India’s Oil Strategy is mainly dependent on the Oil Needs of the country. India depends on imports to meet 80% of its oil needs largely from OPEC’s production. India’s energy import bill is close to 150 billion dollars and may double by 2030. According to International Energy Agency, India’s demand for oil is also expected to expand to 10 million barrels per day by 2040 that means India may become the fastest growing crude oil consumers in the world in the next 23 years.
India’s Oil Strategy| Background
It was in 2003 that India started development on a strategic crude oil reserve. Later Indian Strategic Petroleum Reserves Ltd (ISPRL) to serve as the controlling government agency for the strategic reserve. It has facilities located at Mangalore, Padur and Visakhapatnam (total capacity of nearly 5.3MMT). These are the natural cavern or concrete tanks. Crude oil from the reserves are to be released by an empowered committee constituted by the government, in the event of any supply disruptions from abroad.
India’s Oil Strategy | Government initiatives
- Development of small oil and gas field is crucial for Prime Minister Narendra Modi’s plan to reduce oil imports by as much as 10% by 2022 and thereby, making further reduction of such imports to half by 2030.
- The Union Cabinet has approved awarding 31 newly discovered small oil and gas fields in its first auction in 6 years. The idea is to entrust more of these blocks to new entrants in order to boost local production.
- According to the Director General of hydrocarbons, the awarded blocks will boost India’s oil output by as much as 15000 barrels of oil per day and gas production by 2 million standard cubic metres a day.
- During his budget speech this year, the Finance Minister said that the Government wants to create an integrated public sector oil major as part of the PSE reforms in order to match the performance of international and domestic private sector oil and gas companies. The merger if done will make it a bigger and broader asset base. This will attract more investment. It will give the oil sector the financial muscle to take up huge capacities of drilling and storage which is very important as India has very little storage capacity. Piping capacities within the country is also less. This will also help to curb the oil volatility in terms of pricing and availability. ONGC is a producer, MRPL is a refiner, HPCL has good marketing strategies therefore, if they are merged together, there will be an integrated supply chain. Companies functioning in bits and pieces will not be able to compete globally
India’s Oil Strategy | Focus on two issues
- Issue of Energy Security – China’s domestic demand may grow by 0.4 million barrels a day this year and by 0.2 to 0.3 million barrels a day next year. Therefore, China on one hand has taken advantage of the fall in international oil prices and went ahead with the massive stock piling plan, India on the other hand has not done much to improve its oil storage capacity due to political indifference. US also invested hugely in oil resources. Since India buys oil from international market at the last minute at the time of crisis, it further adds to volatility in prices. Tank farms for storage of oil near ports might be beneficial because it will lead to quick storage and will not take years to create those storages. A good connectivity to major consuming centres through pipelines is also required for both strategic and commercial storage.

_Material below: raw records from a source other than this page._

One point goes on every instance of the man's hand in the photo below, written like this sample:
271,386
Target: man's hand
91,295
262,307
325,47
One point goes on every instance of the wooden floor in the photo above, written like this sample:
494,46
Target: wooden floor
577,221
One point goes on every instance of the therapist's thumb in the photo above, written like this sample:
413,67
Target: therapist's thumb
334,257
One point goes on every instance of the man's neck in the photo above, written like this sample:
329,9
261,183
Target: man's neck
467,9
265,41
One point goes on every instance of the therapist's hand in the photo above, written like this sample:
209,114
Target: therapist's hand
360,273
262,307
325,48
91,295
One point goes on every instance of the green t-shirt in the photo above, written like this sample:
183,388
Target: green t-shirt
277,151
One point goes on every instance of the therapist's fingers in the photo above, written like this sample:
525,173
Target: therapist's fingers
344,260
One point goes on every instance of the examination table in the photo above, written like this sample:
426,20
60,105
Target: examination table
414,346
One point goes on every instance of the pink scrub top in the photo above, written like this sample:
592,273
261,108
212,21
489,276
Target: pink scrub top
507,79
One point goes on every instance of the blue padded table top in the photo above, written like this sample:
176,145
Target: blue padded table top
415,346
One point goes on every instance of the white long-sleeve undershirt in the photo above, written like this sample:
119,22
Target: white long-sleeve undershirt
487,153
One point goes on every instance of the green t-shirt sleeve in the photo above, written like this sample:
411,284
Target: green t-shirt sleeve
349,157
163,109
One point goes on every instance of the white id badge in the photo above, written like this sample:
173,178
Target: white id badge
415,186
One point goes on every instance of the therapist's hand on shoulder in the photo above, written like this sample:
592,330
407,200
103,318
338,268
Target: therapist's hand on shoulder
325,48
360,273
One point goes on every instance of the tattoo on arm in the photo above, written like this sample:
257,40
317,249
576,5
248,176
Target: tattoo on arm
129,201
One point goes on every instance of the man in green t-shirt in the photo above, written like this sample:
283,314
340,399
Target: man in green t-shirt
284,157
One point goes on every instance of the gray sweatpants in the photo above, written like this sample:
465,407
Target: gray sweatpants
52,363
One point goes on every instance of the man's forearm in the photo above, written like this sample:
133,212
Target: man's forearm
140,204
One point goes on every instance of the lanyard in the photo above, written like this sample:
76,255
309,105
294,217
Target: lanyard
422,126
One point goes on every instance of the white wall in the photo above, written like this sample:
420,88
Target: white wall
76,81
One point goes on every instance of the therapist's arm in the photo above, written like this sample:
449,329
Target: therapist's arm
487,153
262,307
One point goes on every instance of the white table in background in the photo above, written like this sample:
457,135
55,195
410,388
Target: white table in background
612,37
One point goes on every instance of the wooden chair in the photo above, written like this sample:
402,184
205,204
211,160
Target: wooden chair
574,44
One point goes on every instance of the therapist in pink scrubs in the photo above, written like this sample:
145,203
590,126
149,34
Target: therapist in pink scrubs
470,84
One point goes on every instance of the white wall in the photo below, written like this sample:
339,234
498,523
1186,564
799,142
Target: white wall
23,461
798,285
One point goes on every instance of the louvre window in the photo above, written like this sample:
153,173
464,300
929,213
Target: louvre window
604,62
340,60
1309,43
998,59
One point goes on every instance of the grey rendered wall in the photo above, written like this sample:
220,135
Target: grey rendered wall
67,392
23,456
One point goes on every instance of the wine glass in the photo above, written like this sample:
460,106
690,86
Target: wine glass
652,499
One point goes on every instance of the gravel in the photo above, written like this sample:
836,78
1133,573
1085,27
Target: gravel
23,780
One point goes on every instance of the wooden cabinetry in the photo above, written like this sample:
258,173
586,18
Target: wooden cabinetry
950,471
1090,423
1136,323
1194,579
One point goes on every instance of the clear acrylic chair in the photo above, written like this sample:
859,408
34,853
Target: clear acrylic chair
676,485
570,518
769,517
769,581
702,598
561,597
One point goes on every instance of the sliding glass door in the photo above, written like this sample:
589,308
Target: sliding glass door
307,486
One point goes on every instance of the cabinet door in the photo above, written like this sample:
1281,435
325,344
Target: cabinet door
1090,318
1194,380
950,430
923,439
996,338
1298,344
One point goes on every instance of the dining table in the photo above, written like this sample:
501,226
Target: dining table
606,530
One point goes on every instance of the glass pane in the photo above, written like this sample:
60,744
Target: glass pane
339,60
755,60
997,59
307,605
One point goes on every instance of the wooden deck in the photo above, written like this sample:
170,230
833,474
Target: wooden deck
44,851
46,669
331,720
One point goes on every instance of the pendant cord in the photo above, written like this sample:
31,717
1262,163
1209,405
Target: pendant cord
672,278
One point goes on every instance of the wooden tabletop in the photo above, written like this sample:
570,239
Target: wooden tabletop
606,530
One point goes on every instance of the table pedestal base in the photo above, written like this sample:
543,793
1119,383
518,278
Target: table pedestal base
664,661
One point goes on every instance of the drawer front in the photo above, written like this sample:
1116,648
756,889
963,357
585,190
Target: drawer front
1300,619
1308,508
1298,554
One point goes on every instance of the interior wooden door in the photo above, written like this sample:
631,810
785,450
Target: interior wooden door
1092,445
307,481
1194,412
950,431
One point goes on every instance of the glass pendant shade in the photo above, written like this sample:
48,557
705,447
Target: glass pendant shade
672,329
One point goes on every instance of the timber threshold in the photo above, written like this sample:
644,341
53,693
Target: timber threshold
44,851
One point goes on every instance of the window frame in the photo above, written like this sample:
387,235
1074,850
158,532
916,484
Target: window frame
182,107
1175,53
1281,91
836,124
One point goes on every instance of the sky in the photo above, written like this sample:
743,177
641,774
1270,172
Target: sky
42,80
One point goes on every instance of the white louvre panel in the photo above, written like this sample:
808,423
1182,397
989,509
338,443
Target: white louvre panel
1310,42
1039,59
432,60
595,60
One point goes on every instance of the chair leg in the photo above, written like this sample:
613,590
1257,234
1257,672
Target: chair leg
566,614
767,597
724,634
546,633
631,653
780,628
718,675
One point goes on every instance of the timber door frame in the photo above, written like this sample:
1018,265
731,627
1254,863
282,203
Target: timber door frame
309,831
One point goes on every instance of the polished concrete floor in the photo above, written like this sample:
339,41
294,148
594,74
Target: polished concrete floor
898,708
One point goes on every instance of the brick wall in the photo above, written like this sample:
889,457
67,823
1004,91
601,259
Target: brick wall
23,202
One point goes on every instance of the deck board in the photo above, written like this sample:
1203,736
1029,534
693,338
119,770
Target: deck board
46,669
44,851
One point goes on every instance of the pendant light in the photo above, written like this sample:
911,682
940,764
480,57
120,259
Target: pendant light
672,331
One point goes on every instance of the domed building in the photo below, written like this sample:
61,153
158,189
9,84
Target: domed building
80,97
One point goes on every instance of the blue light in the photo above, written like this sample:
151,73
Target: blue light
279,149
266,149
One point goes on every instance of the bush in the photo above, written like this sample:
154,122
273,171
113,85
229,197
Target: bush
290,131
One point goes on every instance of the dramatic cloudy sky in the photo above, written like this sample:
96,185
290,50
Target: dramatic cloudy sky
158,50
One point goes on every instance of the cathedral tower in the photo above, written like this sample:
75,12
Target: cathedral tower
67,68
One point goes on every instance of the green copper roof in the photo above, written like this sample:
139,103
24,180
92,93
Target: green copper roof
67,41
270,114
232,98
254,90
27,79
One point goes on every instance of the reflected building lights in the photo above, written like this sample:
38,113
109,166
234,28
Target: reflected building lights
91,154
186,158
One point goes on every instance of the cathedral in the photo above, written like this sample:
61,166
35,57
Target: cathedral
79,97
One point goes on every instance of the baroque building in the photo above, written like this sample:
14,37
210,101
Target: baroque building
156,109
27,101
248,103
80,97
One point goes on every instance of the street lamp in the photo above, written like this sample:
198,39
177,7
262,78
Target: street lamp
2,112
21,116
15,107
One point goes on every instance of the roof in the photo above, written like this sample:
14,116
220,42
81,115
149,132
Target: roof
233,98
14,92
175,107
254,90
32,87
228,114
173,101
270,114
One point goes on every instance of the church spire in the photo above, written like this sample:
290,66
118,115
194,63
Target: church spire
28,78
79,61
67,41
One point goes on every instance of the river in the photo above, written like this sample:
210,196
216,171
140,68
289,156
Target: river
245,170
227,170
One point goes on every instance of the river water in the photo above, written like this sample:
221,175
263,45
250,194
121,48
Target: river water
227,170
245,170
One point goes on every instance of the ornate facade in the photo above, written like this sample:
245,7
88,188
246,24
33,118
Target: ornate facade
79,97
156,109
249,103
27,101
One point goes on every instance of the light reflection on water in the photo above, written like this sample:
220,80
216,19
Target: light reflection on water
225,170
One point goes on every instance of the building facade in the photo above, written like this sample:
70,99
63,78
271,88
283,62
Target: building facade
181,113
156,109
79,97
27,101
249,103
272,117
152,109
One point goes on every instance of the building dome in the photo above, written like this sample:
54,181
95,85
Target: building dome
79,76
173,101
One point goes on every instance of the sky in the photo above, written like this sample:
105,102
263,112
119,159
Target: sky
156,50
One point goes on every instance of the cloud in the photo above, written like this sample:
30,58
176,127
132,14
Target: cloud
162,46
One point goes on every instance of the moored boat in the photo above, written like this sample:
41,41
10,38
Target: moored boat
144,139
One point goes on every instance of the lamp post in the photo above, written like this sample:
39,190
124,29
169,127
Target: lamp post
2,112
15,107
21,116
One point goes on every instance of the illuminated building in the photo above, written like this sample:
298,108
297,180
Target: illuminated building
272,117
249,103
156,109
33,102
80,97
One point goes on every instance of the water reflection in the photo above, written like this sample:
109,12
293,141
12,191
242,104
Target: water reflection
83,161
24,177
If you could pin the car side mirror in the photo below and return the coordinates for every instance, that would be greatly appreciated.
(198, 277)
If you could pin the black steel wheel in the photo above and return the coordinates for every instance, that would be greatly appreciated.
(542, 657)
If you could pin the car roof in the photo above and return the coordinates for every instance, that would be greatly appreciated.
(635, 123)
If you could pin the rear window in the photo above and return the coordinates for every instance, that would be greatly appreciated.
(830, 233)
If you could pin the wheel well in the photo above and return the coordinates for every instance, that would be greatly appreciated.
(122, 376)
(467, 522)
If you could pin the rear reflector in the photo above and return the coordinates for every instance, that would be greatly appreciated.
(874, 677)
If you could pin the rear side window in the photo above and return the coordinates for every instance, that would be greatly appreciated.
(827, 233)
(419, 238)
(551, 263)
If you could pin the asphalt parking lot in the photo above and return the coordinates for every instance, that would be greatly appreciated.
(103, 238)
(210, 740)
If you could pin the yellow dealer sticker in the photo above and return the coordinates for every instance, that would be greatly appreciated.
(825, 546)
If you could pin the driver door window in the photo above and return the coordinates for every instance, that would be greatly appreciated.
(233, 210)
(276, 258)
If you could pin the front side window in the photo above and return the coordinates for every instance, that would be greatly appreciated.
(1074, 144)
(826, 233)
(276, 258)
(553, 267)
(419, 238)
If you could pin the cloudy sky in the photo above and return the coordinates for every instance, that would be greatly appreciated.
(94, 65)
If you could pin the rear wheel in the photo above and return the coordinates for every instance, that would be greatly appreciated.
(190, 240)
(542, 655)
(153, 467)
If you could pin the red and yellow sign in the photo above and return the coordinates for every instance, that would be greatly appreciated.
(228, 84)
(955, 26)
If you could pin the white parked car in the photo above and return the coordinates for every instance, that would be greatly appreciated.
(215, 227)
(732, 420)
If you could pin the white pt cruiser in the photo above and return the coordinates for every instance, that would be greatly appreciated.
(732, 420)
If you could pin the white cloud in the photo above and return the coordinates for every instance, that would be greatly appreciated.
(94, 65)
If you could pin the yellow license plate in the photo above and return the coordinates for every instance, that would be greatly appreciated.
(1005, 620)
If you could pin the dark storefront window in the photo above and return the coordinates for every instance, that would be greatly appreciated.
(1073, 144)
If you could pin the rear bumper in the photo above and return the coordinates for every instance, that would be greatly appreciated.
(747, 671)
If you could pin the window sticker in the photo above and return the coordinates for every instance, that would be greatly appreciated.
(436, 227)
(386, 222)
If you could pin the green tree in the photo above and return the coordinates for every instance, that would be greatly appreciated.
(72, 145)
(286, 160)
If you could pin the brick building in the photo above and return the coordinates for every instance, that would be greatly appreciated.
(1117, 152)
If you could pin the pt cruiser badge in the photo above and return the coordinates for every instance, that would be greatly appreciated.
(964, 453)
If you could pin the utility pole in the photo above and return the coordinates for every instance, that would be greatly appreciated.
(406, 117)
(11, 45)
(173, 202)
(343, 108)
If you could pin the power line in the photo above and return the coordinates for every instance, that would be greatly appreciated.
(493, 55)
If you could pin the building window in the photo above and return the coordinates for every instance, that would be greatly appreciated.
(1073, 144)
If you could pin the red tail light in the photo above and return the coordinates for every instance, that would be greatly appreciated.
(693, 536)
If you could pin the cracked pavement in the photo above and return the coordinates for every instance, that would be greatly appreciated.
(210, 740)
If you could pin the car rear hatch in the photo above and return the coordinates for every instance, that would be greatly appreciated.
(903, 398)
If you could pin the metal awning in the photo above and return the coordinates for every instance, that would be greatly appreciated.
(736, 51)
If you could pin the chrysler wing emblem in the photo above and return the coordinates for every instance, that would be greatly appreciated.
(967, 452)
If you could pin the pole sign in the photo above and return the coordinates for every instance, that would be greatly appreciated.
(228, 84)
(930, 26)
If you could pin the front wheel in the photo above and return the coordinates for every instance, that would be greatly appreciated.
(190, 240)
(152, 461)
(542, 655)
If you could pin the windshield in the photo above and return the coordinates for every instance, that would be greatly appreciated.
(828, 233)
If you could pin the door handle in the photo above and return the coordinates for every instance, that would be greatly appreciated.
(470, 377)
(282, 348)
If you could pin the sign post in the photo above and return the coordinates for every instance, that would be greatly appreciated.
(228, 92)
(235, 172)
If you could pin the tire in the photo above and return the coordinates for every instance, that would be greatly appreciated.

- Issue of merger of oil companies – India is not geologically endowed with oil resources to meet its requirements. There is no method of development at present that is independent of energy sector. Skill, technology and resources are required to match with the global competition. Indian companies as compared to global companies of US, Russia, China, Saudi Arabia etc are very small. Therefore, merger is important.
India’s Oil Strategy | Conclusion
Countries like USA, Japan, China have already built up large strategic reserves. In contrast, India is lagging behind due to delays in funding, land acquisition and other bureaucratic delays. IEA has predicted that by 2020, India could well be the largest oil importer, increasing the country’s vulnerability to threats of physical supply disruptions and to sharp price fluctuations. In such a scenario it becomes urgent on part of India to utilise the fast diminishing low oil cost window lest it becomes too late even to redeem cost spent on building these reserves. India needs to have its own energy security and storage system. Apart from oil, India also needs to look into its gas reserves because it is the eco-friendliest source of energy among fossil fuels.